The "compressed" prompt it gave me was "1stLoRb:pirate,7yoChild"

When I fed that to GPT-4, it started a story called "Title: The Adventures of Captain Little Pirate". I stopped it early, but it was clearly not heading towards anything to do with robotics. I don't think it was able to decode "1stLoRb" at all. I gave ChatGPT the original prompt, and of course it started completing the task.

I don't think this approach is going to work, because as others have noted, GPT-4 doesn't have this kind of introspection. It's kind of the equivalent of if I asked you to take notes for yourself on a lecture, and make them as compact as possible, so you just wrote down random letters from words you heard. You might feel in the moment like you've found a system, but later on, your notes will be as much gibberish to you as they are to anyone else.

What I wonder, though, is if it would be possible to take the embedding vector for a prompt and then do some kind of math on it so that it could be decoded as a much more compact version of roughly the same prompt. Basically something akin to quantization.

(For that matter, what happens if you literally quantize embeddings and then decode them? Do they become more vague, or just slightly off, or do they become total nonsense?)

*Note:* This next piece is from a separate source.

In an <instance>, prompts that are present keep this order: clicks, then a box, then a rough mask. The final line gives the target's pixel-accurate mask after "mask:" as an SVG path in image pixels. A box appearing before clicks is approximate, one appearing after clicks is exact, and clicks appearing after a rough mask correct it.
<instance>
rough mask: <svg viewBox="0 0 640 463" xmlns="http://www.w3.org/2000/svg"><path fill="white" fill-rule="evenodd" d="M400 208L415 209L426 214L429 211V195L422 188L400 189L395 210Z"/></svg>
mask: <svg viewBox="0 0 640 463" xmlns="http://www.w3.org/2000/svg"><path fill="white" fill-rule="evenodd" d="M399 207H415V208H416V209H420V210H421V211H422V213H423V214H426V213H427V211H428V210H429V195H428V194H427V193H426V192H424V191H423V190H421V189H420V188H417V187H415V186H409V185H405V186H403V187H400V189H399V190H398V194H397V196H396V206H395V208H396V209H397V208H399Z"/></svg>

I was wondering about the same, how much of prompts is just fluff and padding that does not have a substantial effect on results. As programmers, we create languages that are brief and concise, which natural languages are not

Like, "explain first law robotics as pirate, target seven year old" generates a similar result


It could work if ChatGPT is able to access storage so it could create its compression dictionary


Yeah, but presumably the main point of compressing a prompt is not to consume your token quota. If the model has to decompress the prompt first, then it will use up just as many tokens, plus the length of the compressed version.